There really is good news

So much good news: I applaud New Hampshire Gov. Chris Sununu’s interpretation that requiring a business to meet the health needs of a family is a tax. I ask him to join the effort to remove the highly taxing requirement on business to provide health insurance.

I look forward to hearing all those who say “all lives matter” saying “happy holidays” this December.

I am extremely encouraged by the Republican concern for children who lack internet access and home resources, and expect the next coronavirus relief package to provide enough funds targeted to those schools and localities to have equal access to education.

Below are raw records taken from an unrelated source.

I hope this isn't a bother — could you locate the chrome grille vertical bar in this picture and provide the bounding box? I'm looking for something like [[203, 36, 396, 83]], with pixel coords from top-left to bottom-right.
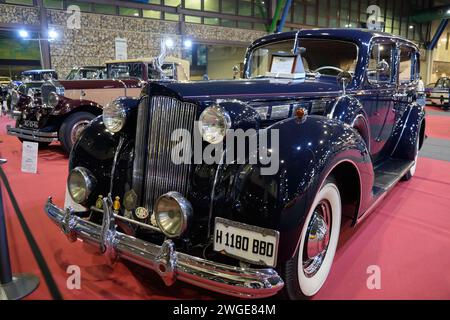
[[140, 96, 197, 210], [132, 96, 149, 203]]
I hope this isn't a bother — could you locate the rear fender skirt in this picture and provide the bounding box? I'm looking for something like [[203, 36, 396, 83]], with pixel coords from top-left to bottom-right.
[[214, 116, 373, 261], [391, 103, 425, 160]]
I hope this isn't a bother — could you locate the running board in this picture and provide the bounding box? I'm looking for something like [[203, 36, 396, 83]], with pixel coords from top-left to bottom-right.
[[372, 159, 414, 197]]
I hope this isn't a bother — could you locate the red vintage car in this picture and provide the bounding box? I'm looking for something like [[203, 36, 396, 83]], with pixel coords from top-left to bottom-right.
[[7, 57, 189, 153]]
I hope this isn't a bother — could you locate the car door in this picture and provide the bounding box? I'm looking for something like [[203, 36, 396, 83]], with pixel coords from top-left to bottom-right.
[[364, 39, 396, 163]]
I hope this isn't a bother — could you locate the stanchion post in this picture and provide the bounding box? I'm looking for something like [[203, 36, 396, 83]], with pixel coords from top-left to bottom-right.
[[0, 159, 39, 300]]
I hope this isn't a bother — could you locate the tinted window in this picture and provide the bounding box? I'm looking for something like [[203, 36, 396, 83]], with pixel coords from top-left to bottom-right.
[[398, 46, 414, 84], [367, 43, 395, 83], [249, 38, 358, 78]]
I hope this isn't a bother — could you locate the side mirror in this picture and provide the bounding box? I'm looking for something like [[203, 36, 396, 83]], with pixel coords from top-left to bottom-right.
[[337, 71, 353, 95], [377, 60, 390, 74], [233, 66, 241, 79]]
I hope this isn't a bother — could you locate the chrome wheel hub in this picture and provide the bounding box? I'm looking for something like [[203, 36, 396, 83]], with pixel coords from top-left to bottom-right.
[[303, 200, 331, 277], [70, 120, 90, 144]]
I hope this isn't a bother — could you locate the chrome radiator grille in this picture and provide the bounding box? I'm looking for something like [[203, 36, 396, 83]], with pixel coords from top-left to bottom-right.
[[133, 96, 197, 210], [41, 83, 56, 105]]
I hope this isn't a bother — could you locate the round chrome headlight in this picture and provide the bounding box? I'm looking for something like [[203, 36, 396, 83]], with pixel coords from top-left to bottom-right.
[[199, 106, 231, 144], [47, 92, 59, 108], [103, 100, 127, 133], [11, 90, 20, 107], [67, 167, 97, 204], [154, 191, 192, 238]]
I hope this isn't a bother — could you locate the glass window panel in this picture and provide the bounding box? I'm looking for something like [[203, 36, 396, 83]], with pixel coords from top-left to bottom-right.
[[399, 47, 413, 84], [306, 5, 317, 26], [184, 16, 202, 23], [238, 21, 252, 29], [330, 18, 337, 28], [93, 4, 116, 14], [164, 0, 181, 7], [184, 0, 202, 10], [238, 0, 252, 16], [318, 16, 328, 27], [164, 12, 180, 21], [119, 7, 139, 17], [253, 23, 267, 31], [222, 0, 236, 14], [43, 0, 64, 10], [5, 0, 33, 6], [204, 0, 219, 12], [222, 19, 236, 28], [293, 3, 305, 24], [67, 1, 91, 12], [203, 17, 220, 26], [142, 10, 161, 19], [254, 1, 268, 19]]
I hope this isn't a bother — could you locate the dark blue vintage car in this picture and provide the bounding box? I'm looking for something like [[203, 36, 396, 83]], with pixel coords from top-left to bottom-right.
[[45, 29, 425, 299]]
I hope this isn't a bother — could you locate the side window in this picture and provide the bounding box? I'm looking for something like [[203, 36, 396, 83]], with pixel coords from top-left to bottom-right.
[[398, 46, 415, 84], [367, 43, 395, 84]]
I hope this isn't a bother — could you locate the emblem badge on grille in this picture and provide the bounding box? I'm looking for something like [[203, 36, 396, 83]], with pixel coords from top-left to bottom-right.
[[135, 207, 148, 220]]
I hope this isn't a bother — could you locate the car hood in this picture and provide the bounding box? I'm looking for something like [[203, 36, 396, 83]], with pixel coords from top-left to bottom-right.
[[155, 77, 340, 101]]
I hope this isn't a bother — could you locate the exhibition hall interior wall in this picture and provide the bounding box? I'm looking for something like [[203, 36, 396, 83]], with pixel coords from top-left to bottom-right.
[[0, 5, 266, 78]]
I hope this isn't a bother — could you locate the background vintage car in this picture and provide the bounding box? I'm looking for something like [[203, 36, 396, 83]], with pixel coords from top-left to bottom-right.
[[46, 29, 425, 299], [426, 77, 450, 110], [8, 57, 189, 153]]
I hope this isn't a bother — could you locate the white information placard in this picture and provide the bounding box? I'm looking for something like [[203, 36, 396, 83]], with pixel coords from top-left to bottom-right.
[[22, 141, 39, 173], [270, 56, 296, 73], [115, 38, 128, 60]]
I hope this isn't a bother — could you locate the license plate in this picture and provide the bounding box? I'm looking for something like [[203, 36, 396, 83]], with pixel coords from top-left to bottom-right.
[[23, 120, 39, 129], [214, 217, 279, 267]]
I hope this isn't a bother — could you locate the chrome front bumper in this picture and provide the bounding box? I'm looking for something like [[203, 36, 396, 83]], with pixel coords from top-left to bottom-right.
[[6, 125, 58, 142], [45, 198, 284, 298]]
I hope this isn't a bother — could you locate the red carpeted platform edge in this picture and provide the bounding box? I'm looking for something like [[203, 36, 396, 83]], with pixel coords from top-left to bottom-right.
[[0, 118, 450, 299]]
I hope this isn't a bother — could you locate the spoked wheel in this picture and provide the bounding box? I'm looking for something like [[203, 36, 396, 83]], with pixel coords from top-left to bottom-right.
[[282, 178, 342, 299]]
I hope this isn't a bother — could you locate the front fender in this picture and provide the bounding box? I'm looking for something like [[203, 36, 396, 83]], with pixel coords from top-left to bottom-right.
[[69, 98, 139, 205], [214, 116, 373, 262]]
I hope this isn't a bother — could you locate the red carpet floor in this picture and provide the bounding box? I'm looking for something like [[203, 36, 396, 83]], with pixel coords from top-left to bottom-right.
[[0, 118, 450, 299]]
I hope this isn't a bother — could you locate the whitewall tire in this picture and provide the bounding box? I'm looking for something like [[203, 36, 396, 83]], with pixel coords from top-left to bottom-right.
[[283, 179, 342, 299]]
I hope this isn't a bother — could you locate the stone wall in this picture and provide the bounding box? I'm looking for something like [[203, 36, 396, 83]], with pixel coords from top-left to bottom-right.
[[48, 10, 264, 77], [0, 4, 39, 25], [0, 4, 265, 78]]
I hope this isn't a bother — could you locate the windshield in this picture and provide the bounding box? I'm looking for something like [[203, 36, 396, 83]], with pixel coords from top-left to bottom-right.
[[22, 71, 58, 82], [436, 78, 450, 88], [248, 38, 358, 78], [66, 69, 103, 80], [108, 62, 144, 79]]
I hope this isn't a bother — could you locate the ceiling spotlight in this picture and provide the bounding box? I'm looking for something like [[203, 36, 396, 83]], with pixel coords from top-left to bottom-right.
[[165, 38, 175, 49], [48, 30, 58, 40], [184, 39, 192, 49], [19, 30, 29, 38]]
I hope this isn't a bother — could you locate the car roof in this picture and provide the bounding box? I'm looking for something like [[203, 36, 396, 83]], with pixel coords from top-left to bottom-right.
[[254, 28, 418, 49]]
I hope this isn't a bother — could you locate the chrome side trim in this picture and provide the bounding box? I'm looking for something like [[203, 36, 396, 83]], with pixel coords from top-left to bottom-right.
[[6, 125, 58, 142], [45, 198, 284, 298]]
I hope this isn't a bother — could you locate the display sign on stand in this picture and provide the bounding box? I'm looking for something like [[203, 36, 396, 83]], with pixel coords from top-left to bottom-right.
[[22, 141, 39, 173], [116, 38, 128, 60]]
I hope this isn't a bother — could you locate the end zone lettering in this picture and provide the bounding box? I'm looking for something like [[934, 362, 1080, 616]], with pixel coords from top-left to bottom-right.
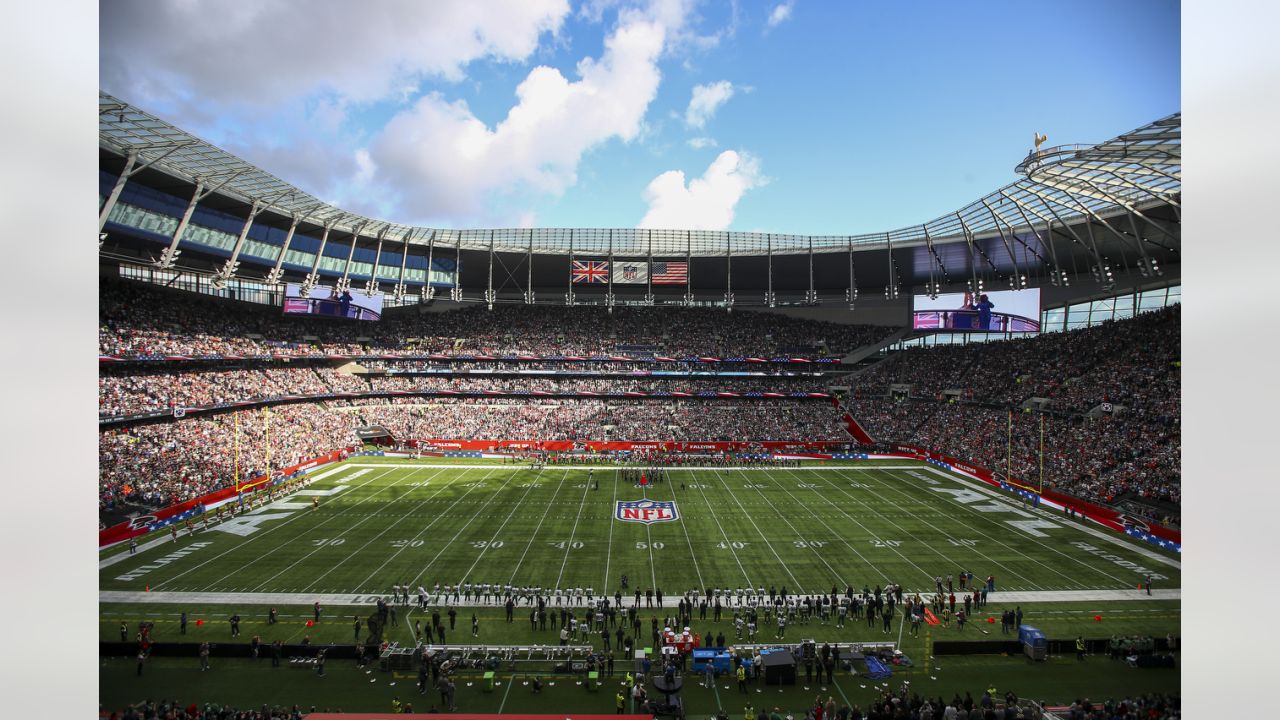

Similar to rural electrification, this country has now acknowledged that the internet is a public utility and it needs to be available to all. Since Republicans are equally concerned about the need for certain of those children obtain food through their school, I am sure they will support an increase funding for food stamps.

I applaud the Supreme Court’s holding that I do not have to pay the portion of any government tax that is spent on religious schools, due to my strongly held religious belief.

I applaud the current national conversation about the role of traditional police. Violence will not go away, and it needs to be met with people trained to use appropriate physical force in response. However, the threats to our health and to our property are now coming from other sources. The nation does not have an effective response to internet scams and robo-call scams. That’s where the criminals have gone because that’s where the money is. The elderly are having friends and family cheat them of their resources, again because that’s where the money is. Drug use, including alcohol, is a health issue and needs to be addressed as such. We need to align our community protection resources to the current threats.

LANEA A. WITKUS

Newport

The message was clear

While in the Army many years ago, I was sent to Richmond, Va., for a brief period. It was my first time there, and while walking around the city I came to the statue of Robert E. Lee (it’s hard to miss).

I learned nothing from that imposing statue I did not already know about the life of Lee or the Civil War, but I certainly understood its message and why it was there.